Whale meat was once a staple of a Japanese diet, a key source of protein in an island nation with a centuries-old whaling tradition. But now, whale makes up just 0.1 percent of the meat that Japanese consume, according to the Asahi newspaper. Back in 1962, 233,000 tons of whale meat was sold on the market, according to government data reviewed by the New York Times. Now, only 3,000 tons of whale meat is sold at market every year.

Even though no one really eats much whale in Japan, hunting them is an age-old practice that goes back centuries. Some Japanese even see international conservation efforts as an effort to impose Westernization. During World War II, whale meat was crucial to feeding the country’s war-stricken population.

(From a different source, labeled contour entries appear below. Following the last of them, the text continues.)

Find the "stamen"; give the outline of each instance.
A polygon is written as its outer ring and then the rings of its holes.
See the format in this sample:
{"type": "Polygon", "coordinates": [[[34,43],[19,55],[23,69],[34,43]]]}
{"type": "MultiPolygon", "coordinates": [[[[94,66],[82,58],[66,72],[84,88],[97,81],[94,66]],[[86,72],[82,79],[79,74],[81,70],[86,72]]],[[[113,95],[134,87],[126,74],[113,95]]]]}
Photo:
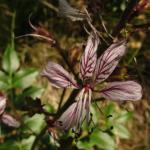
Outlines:
{"type": "Polygon", "coordinates": [[[108,116],[107,116],[107,118],[111,118],[111,117],[113,117],[113,115],[108,115],[108,116]]]}

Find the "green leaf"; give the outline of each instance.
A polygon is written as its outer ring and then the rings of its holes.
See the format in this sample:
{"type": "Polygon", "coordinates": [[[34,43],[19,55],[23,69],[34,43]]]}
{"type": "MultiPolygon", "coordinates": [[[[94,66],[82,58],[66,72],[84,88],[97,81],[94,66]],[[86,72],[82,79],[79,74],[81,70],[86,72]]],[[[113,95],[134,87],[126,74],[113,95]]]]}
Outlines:
{"type": "Polygon", "coordinates": [[[15,141],[5,141],[4,143],[0,144],[0,150],[20,150],[16,144],[15,141]]]}
{"type": "Polygon", "coordinates": [[[0,90],[7,90],[9,88],[9,77],[2,71],[0,71],[0,90]]]}
{"type": "Polygon", "coordinates": [[[44,115],[35,114],[33,117],[25,118],[24,120],[24,131],[39,133],[41,129],[45,126],[44,115]]]}
{"type": "Polygon", "coordinates": [[[130,133],[126,127],[121,124],[115,124],[112,132],[120,138],[129,139],[130,133]]]}
{"type": "Polygon", "coordinates": [[[19,70],[13,77],[13,87],[25,89],[33,84],[37,75],[36,69],[19,70]]]}
{"type": "Polygon", "coordinates": [[[132,118],[132,112],[121,111],[119,116],[115,118],[117,123],[126,123],[129,119],[132,118]]]}
{"type": "Polygon", "coordinates": [[[28,139],[23,139],[21,142],[17,142],[16,146],[19,148],[19,150],[30,150],[34,140],[35,136],[32,135],[28,139]]]}
{"type": "Polygon", "coordinates": [[[10,44],[8,44],[3,60],[2,60],[2,68],[9,74],[14,73],[20,66],[18,55],[10,44]]]}
{"type": "Polygon", "coordinates": [[[96,145],[105,150],[115,150],[116,145],[114,139],[107,133],[95,130],[90,136],[90,141],[93,145],[96,145]]]}
{"type": "Polygon", "coordinates": [[[88,141],[78,141],[77,147],[79,149],[91,150],[93,148],[93,144],[88,141]]]}

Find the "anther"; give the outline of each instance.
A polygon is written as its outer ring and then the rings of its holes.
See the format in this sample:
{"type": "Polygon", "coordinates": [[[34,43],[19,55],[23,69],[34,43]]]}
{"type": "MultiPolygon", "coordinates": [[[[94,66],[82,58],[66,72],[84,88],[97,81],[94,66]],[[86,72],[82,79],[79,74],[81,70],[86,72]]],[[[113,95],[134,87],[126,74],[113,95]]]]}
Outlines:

The cultural argument, however, hasn’t gotten much sympathy from the international conservation interests.

  • Leaders in Australia are “extremely disappointed” with Japan’s decision.
  • Greenpeace Japan said the decision to start whaling again was “out of step with the international community, let alone the protection needed to safeguard the future of our oceans and these majestic creatures.”
  • New Zealand’s foreign minister, Winston Peters, said whaling was an “outdated and unnecessary practice.”

Cover image: In this Sept. 2013, photo, a minke whale is unloaded at a port after a whaling for scientific purposes in Kushiro, in the northernmost main island of Hokkaido. (Kyodo News via AP)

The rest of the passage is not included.